National Poetry Month: J. Allyn Rosser

"China Map"
(J. Allyn Rosser)

I was worn out, lost, and sixteen 
in China at 6 p.m., everyone 
suddenly in a purchasing frenzy, 
when he stopped me with a smile 
that just turned me upside down:
gold caps on one side, gaps on the other.
I could tell he was more human 
than most people, or more kind.
He was old the way everyone is old 
when you're sixteen: maybe fifty, or seventy.

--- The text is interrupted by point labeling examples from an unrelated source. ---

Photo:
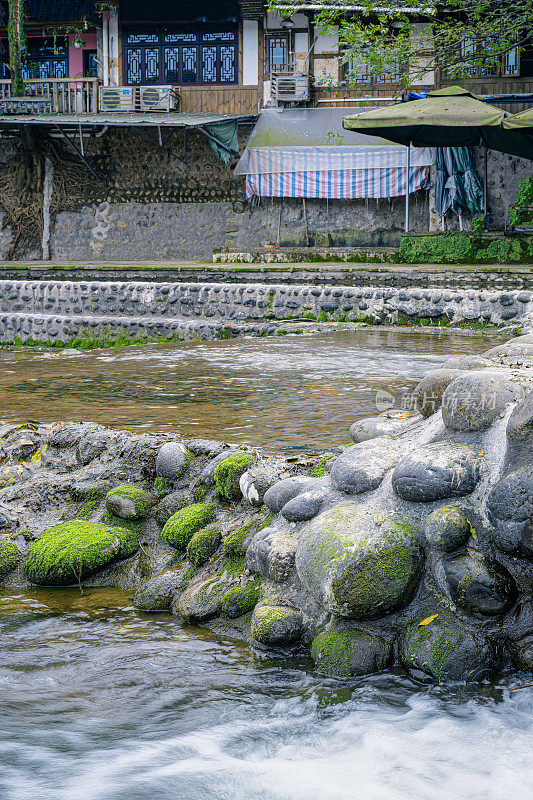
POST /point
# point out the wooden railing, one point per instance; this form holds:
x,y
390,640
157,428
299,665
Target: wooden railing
x,y
227,100
59,95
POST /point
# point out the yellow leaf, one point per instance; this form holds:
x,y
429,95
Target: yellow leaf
x,y
427,620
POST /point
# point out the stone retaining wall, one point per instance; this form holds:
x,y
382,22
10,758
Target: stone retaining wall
x,y
59,310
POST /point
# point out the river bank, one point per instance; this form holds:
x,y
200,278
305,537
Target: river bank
x,y
410,547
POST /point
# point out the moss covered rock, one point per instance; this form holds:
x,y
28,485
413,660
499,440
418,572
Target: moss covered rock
x,y
9,558
157,593
182,525
240,600
447,528
436,644
355,567
228,473
202,545
72,551
344,652
128,502
276,626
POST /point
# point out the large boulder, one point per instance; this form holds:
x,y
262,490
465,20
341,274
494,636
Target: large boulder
x,y
362,467
358,568
447,528
276,626
436,644
437,471
157,593
475,399
128,502
68,553
342,651
510,510
480,585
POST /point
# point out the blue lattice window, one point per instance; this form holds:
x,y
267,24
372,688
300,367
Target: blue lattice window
x,y
192,56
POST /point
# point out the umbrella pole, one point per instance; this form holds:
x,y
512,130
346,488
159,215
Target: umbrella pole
x,y
407,182
485,187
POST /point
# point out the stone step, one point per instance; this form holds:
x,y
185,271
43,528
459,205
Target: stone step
x,y
171,305
455,276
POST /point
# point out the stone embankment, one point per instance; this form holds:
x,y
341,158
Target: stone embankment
x,y
62,311
413,546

I had passed through the village of pork, 
the village of shoes, the village of cotton shirts 
and linen. Each few blocks the commodity 
changed, the sounds and smells trans-laundered 
the air you walked in. He held out to me 
a section of the oddly shaped fruit 
with a rough, nubbly green rind, 
smooth amber glistening inside, 
a taste divine, beyond my tongue.
He was a busy man with buyers, 
we were smack at the core of the village 
of fruit. All of his globes were selling.

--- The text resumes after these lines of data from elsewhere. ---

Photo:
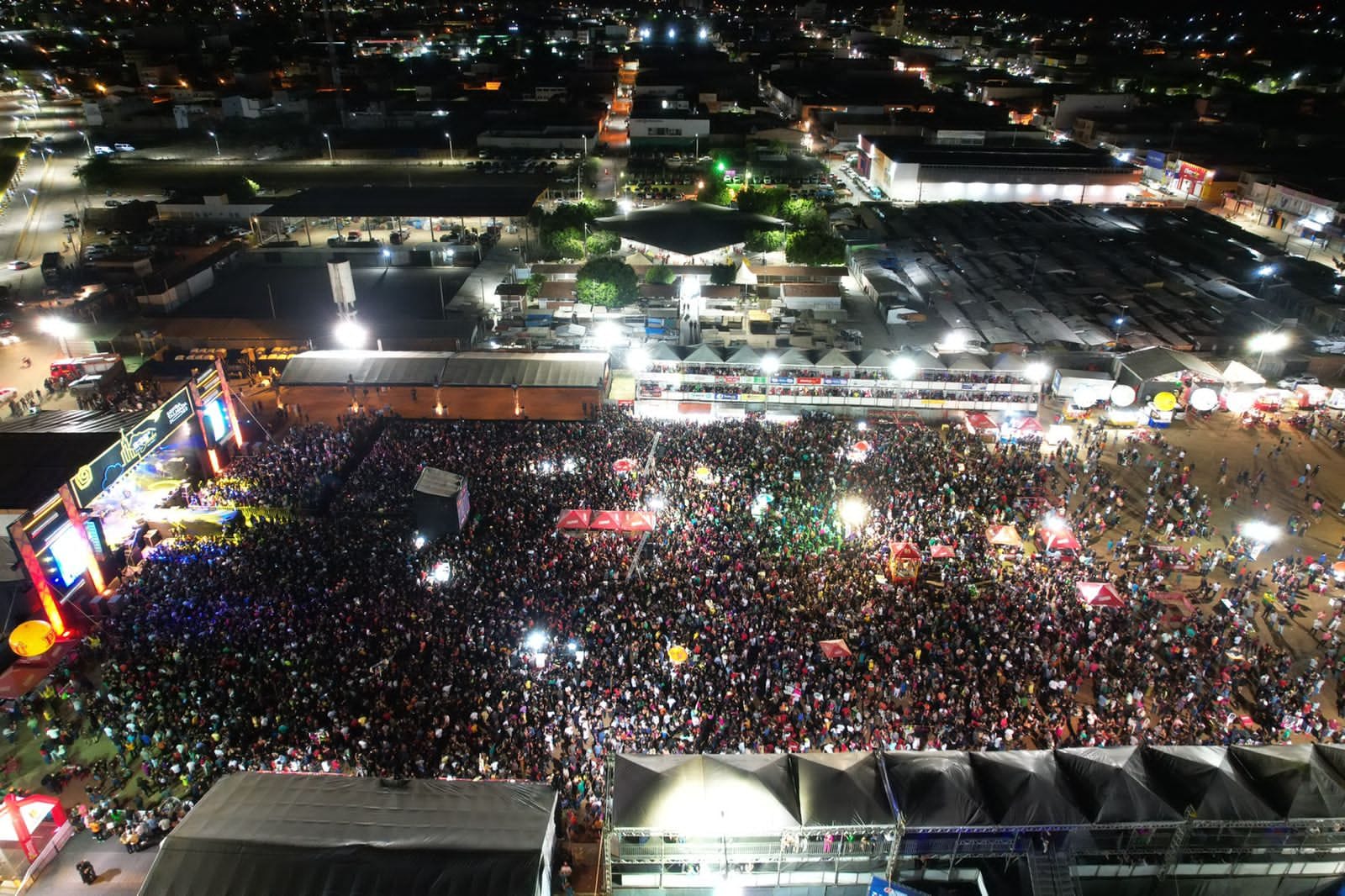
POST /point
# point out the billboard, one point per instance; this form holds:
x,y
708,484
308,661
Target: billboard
x,y
134,443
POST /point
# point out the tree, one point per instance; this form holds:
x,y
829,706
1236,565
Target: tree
x,y
723,275
762,201
659,273
715,192
535,286
804,214
607,282
764,241
602,242
564,244
814,248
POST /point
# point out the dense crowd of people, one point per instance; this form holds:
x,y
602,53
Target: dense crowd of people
x,y
329,643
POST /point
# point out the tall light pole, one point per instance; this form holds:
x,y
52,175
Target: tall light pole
x,y
770,365
1270,342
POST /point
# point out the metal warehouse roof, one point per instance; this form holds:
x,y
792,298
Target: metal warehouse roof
x,y
463,201
362,367
336,367
573,369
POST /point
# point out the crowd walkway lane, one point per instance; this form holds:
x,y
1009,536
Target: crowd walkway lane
x,y
477,295
120,873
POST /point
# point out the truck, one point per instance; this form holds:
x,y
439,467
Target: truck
x,y
50,266
1083,387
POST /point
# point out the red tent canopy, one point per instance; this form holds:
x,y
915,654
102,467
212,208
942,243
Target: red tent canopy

I was a ready target, fanning out 
the colored bills, raising my brows.
He looked at my hotel's card,
looked into both of my eyes, as if to say 
it was going to get dark fast, 
and sat us down on two crates side by side, 
and stopped his hawking then to draw, 
in deft, meticulous detail, a map 
to get me back: the splashing fountain 
with the fish inside the osprey's mouth, 
the statue of the sword-bearing giant, 
the dog-legging street that led 
to a cat's-paw alley just before the really 
sharp turn. When he drew an intersection, 
the stoplight had all three circles 
with diagonal hyphens radiating out—
and that fountain! He spent a lot of time 
making it sparkle on the paper bag 
under his knife-sharpened, spit-greased pencil.
I remember his ropy hand veins working.
I remember this fruit I carried back 
to my hotel and up the stairs, glowing and round 
like the truth. Like the globe of the truth 
of everything in the whole wide world.
I didn't know how to go about eating it 
when I got back to my room:
no knife, no dish, no napkin.
I sat and watched it ripen in the dusk, 
breathing its aroma, which seemed 
the antidote to every wrong thing.
In the morning I can't believe I just 
left it behind. That fruit.
Also, doubtless, the map.

"China Map" by J. Allyn Rosser appears online at Bunyip's Creative Cave and in print in the Winter 2006-07 issue of Ploughshares. Her 2001 book of poetry is Misery Prefigured; her most recent collection is Foiled Again (2007).